Safety and Boundaries Kit

Practical tools and gentle guidance to help you set, hold, and communicate boundaries in everyday life and relationships.

A gentle guide on setting boundaries:

Each section focuses on one part of boundaries and protection.
Click to open. Pause when you need to. Take it one step at a time…

  • What are Boundaries?

    Boundaries are the emotional, physical, and mental limits we set to protect ourselves. They tell others what is okay and what is not.

    Why are boundaries important?

    • Protect your time, energy, and sobriety

    • Prevent relapse triggers linked to people-pleasing, shame, or toxic relationships

    • Build confidence and self-respect

  • Types of Boundaries

    Physical- Protecting your body, space, and safety

    Emotional- Protecting your feelings and mental wellbeing

    Time- Protecting how you spend your time and energy

    Digital- Managing your online presence and communication

    Relationships- Choosing healthy, supportive relationships

    Try this…

    Write down what makes you feel safe and what makes you feel unsafe. Are there any boundaries you need to set?

  • Simple phrases for setting boundaries

    “That doesn’t work for me”

    “I need some space to focus on my wellbeing”

    “I’m not available for this conversation”

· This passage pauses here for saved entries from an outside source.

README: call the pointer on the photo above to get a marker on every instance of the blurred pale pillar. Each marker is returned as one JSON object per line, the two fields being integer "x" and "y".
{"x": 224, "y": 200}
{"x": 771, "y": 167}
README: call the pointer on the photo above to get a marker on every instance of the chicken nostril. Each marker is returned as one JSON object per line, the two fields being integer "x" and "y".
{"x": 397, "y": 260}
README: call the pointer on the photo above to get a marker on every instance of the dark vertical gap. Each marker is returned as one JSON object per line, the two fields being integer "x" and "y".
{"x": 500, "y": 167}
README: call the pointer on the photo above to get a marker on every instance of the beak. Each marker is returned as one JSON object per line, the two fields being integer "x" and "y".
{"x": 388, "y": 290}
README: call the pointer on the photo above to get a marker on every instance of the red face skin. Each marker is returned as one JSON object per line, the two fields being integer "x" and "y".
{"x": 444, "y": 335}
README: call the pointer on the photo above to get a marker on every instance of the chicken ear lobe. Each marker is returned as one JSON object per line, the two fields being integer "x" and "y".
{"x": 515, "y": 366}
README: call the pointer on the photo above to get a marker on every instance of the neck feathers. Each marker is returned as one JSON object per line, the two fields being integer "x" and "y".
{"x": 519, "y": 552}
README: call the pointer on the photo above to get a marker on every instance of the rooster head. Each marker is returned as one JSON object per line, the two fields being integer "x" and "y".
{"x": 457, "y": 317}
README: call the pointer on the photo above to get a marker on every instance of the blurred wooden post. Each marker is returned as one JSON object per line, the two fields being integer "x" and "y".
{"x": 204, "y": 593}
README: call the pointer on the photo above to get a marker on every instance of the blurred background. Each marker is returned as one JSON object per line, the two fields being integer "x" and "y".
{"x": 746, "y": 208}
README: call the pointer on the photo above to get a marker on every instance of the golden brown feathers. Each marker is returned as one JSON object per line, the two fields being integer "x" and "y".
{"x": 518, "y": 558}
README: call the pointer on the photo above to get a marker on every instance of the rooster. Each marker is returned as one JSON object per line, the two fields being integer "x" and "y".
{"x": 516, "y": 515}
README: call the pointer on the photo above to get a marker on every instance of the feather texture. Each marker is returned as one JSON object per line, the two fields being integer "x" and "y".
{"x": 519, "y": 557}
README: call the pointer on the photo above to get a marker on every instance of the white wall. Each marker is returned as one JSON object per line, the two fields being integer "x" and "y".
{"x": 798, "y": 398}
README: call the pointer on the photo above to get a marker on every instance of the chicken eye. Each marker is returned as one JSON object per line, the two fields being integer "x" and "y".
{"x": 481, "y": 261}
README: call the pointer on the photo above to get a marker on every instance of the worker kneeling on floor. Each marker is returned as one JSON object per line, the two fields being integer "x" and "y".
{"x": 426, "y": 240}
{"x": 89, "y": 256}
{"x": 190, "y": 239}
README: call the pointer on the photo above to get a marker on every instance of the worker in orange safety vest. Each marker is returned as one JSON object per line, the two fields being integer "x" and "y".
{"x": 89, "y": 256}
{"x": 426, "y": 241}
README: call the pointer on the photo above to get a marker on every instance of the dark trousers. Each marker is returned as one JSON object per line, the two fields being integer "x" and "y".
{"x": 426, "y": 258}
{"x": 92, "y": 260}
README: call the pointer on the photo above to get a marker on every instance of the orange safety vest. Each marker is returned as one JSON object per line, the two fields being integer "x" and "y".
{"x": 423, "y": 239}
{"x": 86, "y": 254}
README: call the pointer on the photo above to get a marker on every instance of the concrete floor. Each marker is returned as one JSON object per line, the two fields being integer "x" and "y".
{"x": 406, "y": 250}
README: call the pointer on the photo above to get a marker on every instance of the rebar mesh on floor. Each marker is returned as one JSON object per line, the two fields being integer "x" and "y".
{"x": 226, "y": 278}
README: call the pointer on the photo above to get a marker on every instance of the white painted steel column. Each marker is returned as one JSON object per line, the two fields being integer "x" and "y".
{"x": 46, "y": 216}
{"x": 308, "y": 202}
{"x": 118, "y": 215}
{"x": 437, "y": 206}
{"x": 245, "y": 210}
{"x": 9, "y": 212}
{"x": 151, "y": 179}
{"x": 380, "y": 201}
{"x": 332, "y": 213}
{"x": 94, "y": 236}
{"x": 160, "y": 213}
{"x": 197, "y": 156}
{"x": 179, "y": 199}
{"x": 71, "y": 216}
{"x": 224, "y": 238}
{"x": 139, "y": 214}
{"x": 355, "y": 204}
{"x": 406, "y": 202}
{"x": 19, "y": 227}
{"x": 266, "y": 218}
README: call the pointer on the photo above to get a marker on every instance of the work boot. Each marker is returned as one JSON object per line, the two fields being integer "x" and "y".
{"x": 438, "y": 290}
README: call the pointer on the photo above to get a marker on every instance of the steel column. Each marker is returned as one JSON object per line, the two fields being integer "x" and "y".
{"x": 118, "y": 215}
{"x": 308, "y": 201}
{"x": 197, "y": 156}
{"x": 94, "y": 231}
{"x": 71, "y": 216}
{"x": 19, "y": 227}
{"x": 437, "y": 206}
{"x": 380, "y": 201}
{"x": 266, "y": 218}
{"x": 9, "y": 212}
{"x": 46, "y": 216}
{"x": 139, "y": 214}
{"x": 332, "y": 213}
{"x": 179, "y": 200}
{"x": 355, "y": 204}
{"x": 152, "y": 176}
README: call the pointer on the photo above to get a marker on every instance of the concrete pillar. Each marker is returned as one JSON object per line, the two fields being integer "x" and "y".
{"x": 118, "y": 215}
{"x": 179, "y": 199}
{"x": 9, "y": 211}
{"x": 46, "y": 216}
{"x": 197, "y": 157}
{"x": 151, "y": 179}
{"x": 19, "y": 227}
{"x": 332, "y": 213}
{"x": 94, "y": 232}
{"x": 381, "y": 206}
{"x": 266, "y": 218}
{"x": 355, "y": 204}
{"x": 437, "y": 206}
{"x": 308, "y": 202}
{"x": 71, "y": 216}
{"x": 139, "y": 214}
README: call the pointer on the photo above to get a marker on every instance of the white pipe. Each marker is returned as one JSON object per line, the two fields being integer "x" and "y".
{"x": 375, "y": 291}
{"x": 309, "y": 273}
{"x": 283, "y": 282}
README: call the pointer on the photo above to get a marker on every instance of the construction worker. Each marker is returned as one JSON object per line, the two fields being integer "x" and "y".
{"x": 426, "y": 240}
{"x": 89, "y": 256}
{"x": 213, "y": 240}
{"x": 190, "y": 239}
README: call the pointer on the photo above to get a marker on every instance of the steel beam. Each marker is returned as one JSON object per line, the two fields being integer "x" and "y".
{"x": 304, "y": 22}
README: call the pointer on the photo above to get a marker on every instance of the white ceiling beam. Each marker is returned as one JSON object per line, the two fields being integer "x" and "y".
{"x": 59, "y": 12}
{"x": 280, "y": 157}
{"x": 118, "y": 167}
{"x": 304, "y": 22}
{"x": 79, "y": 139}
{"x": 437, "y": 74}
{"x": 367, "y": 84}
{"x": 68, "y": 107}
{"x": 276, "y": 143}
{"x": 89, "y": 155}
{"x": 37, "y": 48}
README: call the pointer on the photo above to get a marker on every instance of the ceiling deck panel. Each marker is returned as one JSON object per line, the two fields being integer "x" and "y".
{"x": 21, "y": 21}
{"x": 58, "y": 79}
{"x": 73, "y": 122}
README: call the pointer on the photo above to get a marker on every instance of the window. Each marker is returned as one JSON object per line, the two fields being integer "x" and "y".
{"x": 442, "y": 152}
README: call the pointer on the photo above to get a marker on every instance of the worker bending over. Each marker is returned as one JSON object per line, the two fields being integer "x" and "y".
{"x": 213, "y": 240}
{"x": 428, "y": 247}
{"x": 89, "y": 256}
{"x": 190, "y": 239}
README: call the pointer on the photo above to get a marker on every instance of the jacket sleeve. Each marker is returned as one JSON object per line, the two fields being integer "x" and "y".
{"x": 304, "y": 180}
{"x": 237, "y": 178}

    “That doesn’t work for me”

    Boundaries are not:

    • About controlling others

    • About punishment

    • About making things easier for others- they are for you

    • Identify safe places and safe people

    • Have emergency contacts written down

    • Agree on code words with trusted friends for situations when you need help but can’t explain

    • Know your escape routes and exit plans

    • Learn breathing exercises and grounding techniques

Boundary Check-In:

Read each statement and pause. Tick what feels true. Write if you want to.

☐ There’s been a situation recently that left me feeling drained.
☐ I said “yes” but inside I wanted to say “not this time.”
☐ I felt tension in my body but ignored it.
☐ I stayed longer than I wanted to.
☐ I explained myself more than I needed to.
☐ I worried about disappointing someone more than protecting myself.

Now gently reflect:

☐ I can name what part of that situation didn’t sit right with me.
☐ I can recognise what I needed in that moment.
☐ I can admit that something crossed my peace line.

And looking ahead:

☐ Next time, I could pause before answering.
☐ Next time, I could say “I’ll think about it.”
☐ Next time, I could leave earlier.
☐ Next time, I could say “I’m not comfortable with that.”
☐ Next time, I could choose not to explain myself.

You don’t have to act on all of this today. If you ticked even one box, you’re building awareness. Well done!